The size is both the main feature and the main limitation. These clips are small enough to use as bookmarks without creating bulk, which makes them excellent for journaling, especially in thinner planners like the Hobonichi or Midori MD formats. I've been using them to mark important weeks in my yearly planner, and at 15mm square, they don't create the page distortion you get with larger clips or sticky tabs.
But you will lose them. I'm down to 14 stars out of the original 16, and I'm fairly careful with my desk supplies. They're light, they're small, and when one falls on a carpet or gets mixed into a stack of papers headed for recycling, it's gone. This is less of an issue if you use them purely as bookmarks that stay in your notebook, but if you're constantly attaching and detaching them from loose papers, expect some attrition.
The 10-sheet capacity is real but it's also the limit. I tested them with typical 80gsm copy paper and they hold 10 sheets securely. At 12 sheets, they still work but require more careful placement. At 15, you're asking for papers to slip out. For everyday use, keeping it to 8-10 sheets is the sweet spot.
One unexpected benefit: because they're made from stainless steel, they won't rust if you accidentally leave them clipped to papers in a humid environment. Living in Tokyo where summer humidity regularly hits 80%, this matters more than you'd think for something made of metal that you might leave in a bag or desk drawer for months.
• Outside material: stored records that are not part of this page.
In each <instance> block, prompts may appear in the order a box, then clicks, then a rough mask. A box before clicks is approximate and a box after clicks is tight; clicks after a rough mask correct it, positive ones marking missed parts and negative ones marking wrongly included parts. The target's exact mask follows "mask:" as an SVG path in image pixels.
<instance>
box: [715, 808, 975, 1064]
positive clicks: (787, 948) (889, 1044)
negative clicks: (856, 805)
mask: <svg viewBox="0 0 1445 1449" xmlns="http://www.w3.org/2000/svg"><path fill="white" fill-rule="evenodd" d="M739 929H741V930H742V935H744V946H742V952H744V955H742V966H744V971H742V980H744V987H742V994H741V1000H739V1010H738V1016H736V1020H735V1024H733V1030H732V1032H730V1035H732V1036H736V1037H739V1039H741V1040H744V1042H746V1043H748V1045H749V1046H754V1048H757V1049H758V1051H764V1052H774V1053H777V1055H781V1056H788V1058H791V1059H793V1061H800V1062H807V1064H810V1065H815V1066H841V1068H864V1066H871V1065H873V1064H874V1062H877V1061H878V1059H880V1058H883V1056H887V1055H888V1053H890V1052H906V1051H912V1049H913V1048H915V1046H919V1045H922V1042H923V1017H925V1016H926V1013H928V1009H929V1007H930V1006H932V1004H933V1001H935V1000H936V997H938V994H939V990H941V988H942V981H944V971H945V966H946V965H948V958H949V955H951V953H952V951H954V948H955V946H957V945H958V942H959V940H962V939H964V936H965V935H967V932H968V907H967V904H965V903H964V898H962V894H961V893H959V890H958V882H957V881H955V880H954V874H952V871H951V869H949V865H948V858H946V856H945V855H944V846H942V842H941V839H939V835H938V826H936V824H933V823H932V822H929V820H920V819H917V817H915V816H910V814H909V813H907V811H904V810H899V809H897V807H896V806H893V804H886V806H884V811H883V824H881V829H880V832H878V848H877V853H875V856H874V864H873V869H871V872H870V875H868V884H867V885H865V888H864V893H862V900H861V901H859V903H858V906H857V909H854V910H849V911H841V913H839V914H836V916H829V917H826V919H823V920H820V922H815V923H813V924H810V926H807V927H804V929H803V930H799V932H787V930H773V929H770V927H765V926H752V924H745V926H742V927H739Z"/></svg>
Each box contains 16 clips in a single design. At Fujinote, we regularly have customers ask whether these are worth it compared to buying a bulk box of standard paperclips. The honest answer is they serve different purposes. If you need to bind together a stack of invoices for filing, buy regular paperclips. If you want page markers that you'll enjoy seeing every time you open your planner, or if you want to clip a thank-you note closed in a way that makes the recipient smile, the Nano clips make sense.
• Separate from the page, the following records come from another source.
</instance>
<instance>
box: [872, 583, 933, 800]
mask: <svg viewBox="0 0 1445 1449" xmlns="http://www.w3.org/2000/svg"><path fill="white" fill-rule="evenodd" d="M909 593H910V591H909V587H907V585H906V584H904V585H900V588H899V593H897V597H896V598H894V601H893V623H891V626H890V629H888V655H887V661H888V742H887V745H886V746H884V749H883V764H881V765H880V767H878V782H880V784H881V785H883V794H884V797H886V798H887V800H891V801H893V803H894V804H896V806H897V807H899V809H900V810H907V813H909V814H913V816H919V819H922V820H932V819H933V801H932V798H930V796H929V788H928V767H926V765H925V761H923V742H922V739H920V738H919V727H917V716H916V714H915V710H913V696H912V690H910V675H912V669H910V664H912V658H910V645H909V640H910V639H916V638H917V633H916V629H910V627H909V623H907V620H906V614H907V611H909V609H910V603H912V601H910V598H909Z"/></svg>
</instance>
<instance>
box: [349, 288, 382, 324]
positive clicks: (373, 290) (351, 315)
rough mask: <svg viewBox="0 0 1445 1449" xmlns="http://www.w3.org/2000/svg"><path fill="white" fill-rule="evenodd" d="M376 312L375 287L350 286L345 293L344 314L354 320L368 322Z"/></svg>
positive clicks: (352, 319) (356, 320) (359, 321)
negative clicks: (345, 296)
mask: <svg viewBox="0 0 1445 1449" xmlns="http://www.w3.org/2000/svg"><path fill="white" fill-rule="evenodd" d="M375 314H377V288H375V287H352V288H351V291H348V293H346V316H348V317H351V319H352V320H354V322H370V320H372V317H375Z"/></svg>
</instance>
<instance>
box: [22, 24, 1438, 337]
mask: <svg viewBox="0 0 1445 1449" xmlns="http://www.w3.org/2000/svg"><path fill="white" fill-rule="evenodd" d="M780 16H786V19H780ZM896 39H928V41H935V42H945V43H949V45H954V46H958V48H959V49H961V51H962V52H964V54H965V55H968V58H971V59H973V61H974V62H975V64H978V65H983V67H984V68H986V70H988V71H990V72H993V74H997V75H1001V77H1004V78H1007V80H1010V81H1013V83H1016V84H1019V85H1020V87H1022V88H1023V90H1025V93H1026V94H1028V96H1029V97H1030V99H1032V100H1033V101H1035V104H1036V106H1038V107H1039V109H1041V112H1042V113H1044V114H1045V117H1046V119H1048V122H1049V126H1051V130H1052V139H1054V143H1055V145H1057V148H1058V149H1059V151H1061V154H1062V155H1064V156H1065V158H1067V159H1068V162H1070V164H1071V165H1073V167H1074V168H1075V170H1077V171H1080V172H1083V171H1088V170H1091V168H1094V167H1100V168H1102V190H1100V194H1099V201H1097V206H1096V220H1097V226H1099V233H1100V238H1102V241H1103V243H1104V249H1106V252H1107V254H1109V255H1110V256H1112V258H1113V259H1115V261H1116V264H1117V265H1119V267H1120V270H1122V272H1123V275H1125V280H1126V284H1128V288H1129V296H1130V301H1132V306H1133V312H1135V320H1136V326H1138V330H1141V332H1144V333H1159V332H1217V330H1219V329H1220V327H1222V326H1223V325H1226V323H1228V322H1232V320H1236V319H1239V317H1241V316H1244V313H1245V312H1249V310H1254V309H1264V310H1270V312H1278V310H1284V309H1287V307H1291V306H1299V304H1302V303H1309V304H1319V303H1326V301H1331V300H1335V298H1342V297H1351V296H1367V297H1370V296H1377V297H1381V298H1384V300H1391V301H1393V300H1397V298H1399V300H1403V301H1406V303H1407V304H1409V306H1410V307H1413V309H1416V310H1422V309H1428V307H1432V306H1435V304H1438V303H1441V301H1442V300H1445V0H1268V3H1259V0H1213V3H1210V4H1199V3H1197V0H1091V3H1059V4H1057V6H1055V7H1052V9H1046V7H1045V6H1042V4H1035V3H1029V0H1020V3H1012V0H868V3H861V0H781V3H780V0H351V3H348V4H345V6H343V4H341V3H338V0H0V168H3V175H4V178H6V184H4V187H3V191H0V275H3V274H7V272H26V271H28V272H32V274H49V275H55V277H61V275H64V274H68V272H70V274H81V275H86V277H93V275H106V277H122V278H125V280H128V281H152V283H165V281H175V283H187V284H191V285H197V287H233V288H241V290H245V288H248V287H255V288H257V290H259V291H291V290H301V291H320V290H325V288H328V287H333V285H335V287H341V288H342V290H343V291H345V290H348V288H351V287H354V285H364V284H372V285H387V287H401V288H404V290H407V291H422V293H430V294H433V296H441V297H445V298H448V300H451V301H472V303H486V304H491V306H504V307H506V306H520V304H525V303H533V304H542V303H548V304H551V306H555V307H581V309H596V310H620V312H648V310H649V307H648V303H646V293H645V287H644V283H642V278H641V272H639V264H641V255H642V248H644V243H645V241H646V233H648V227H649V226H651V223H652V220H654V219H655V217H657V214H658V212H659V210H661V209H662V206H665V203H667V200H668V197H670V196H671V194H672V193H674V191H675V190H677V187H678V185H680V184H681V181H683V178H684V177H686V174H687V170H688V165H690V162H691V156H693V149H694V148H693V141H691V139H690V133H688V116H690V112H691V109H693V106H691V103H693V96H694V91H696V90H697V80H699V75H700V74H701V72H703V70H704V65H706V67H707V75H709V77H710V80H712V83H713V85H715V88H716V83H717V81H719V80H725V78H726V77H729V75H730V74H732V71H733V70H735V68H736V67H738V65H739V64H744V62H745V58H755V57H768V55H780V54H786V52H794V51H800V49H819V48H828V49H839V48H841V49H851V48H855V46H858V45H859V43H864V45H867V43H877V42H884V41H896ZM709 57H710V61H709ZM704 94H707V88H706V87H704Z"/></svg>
The reusability factor is real. Over three months, I've used the same 14 star clips repeatedly for my receipts without any degradation in performance. Compare this to cheaper novelty paperclips that bend out of shape after a few uses, and the value proposition starts to look more reasonable.
After three months of daily testing, I'd recommend the D Clips Nano if you're someone who enjoys small delightful details in your stationery setup. They're excellent for:
Planner and journal users who want bookmark functionality without bulk. The clips are thin enough not to create a noticeable bump when you close your notebook.
People who send handwritten cards or notes and want a finishing touch that's more special than a standard paperclip but less formal than a wax seal.
Organized desk enthusiasts who appreciate having a designated, attractive storage solution for small clips rather than a jar of random metal.
They're less ideal if you need heavy-duty binding power, if you tend to lose small objects constantly, or if you primarily work with thick documents or card stock. The 10-sheet maximum is firm.
The D Clips Nano represent what Japanese stationery does well: taking a mundane object and refining it until using it becomes a small pleasure rather than a thoughtless action. They're not essential in any practical sense, but they solve the problem Midori identified back in 2008. These clips are charming enough that you naturally want to save them, reuse them, keep them safe in their little case.
At around 15mm per clip, they're impractically small for many paperclip tasks. But as page markers, receipt organizers, or decorative closures for envelopes and cards, they hit a sweet spot between function and delight. The stainless steel construction means they'll likely outlast your enthusiasm for the design, which is both reassuring and a reminder that good tools should last.
I'll keep using my remaining 14 stars for expense receipts, and the cats will stay in my planner. When I eventually lose a few more to the desk drawer void, I'll probably buy another box. That's exactly what Midori was hoping for when they made clips worth not throwing away.